As is usual for pseudoscience, the companion website gives a large number of unsubstantiated, anecdotal testimonials and is generously larded with fear-mongering “facts” about how modern medicine is poisoning us all. Thankfully, the “Detox Box” can purge one’s body of these toxins. (Any substance or organism that causes people harm is lumped together under the heading of “toxins”, which is also standard practice for alternative medicine.) Apparently, all one needs to do to use this treatment is to hold two stainless steel cylinders (shades of Scientology’s E-meter) or apply electrode pads to the skin to let the healing frequencies flow through the body.
Also as usual, the principles being advocated have only a superficial resemblance to actual science. First of all, some of the “toxins” the website lists are arsenic and lead. How is the “Detox Box” supposed to help with this? Arsenic and lead are atomic elements. They are not compounds that can be “shattered” by any kind of destructive resonance, unless this product is claiming to produce nuclear fission inside the body, in which case the user has bigger problems.
And though it scarcely needs saying, viruses and bacteria are not wine glasses. Resonance of the type that shatters glass can only occur in a uniform substance with nothing to damp out vibrations, so that every part of the object vibrates at the same frequency and there is nothing to absorb or cushion the vibrational energy. This will not happen with a bacterium, or any other complex object with many different component parts. And even this effect only occurs with sound waves, not electromagnetic energy as this quack device provides.
So, how much are the proprietors asking for this dubious panacea?
The professional price is $1495, which is a $500 savings off the regular price of $1995.
That was where this e-mail ceased to be amusing.
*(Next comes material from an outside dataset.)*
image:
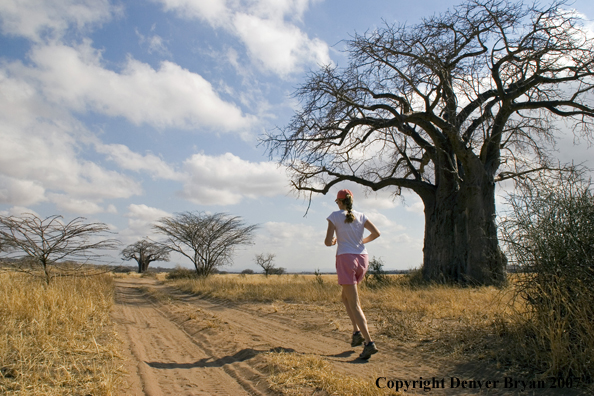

Taking advantage of the sick and the desperate by selling quack machines at outrageous prices is no longer a harmless deception, it is an act of evil. People have died after forsaking evidence-based medicine in favor of Rife machines to treat cancer and other lethal illnesses. The attorneys general of several states have won injunctions against operators of these machines for making fraudulent claims about their efficacy.
Although I don’t anticipate swift results, I’m going to bring this site to the attention of the FDA. If experience is any guide, it’s likely that it will fold on its own before any action is taken. I only hope that no one else is hurt or dies needlessly before that happens.